First Financial Bankshares reports Q2 results after the close today with the same core tension that defined yesterday's preview still intact: short sellers have rebuilt positions while options traders remain unusually bullish.
The divergence bears repeating because it sharpened overnight. Short interest holds at 6.1% of the free float — roughly 8.6 million shares — after an 8% weekly climb that was concentrated in a single session on July 9. That puts positioning back near the top of its recent range. Yet the put/call ratio moved even lower on July 15 to 0.23, nearly two standard deviations below its 20-day average of 0.27. Options traders are not hedging; they are leaning into upside. Borrow conditions remain no constraint on either side — availability runs at approximately 1,469%, with more than fourteen shares available to lend for every one already borrowed, and cost to borrow at 0.45% is cheap despite ticking up 15% on the week.
The analyst backdrop is modestly constructive but far from enthusiastic. Cantor Fitzgerald raised its price target to $35 yesterday, maintaining a Neutral rating — a nudge rather than a conviction call. Benchmark initiated with a Buy and a $39 target in late June. Keefe Bruyette has kept a Market Perform for over a year, most recently at $34. The mean target of $36.40 sits only 3% above the current price of $35.22, leaving limited implied upside even under the bull case. Bulls are focused on the Q2 beat narrative flagged in recent ORTEX notes — net interest margin expansion and deposit stability in a stabilising rate environment. Bears point to a factor profile that ranks in just the 7th percentile on short score rank and the 20th on days-to-cover rank, alongside a PE of 16.3x that offers little cushion if guidance disappoints.

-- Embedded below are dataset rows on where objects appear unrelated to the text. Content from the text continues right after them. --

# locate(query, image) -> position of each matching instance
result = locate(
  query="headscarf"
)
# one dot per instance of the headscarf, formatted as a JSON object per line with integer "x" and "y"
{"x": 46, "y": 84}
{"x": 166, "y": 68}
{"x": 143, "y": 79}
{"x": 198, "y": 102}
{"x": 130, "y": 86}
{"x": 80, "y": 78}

Past prints give some context on the reaction range. The April 16 release produced a 4.3% one-day gain and held most of that move over five days. The January print delivered a 2.1% gain on the day and extended to 9.5% over the following week. The April 28 update — a separate event — saw a modest 1.8% pullback. The pattern tilts positive but is not uniform. Peers are broadly in line directionally, with UBSI, AUB, and SFNC each up 3–4.5% on the week, suggesting the sector bid is real rather than stock-specific.
The print will test whether the Q2 NIM and deposit story is strong enough to justify both the recent 4.7% monthly price gain and the call-heavy options skew — or whether the short rebuild proves the more prescient read.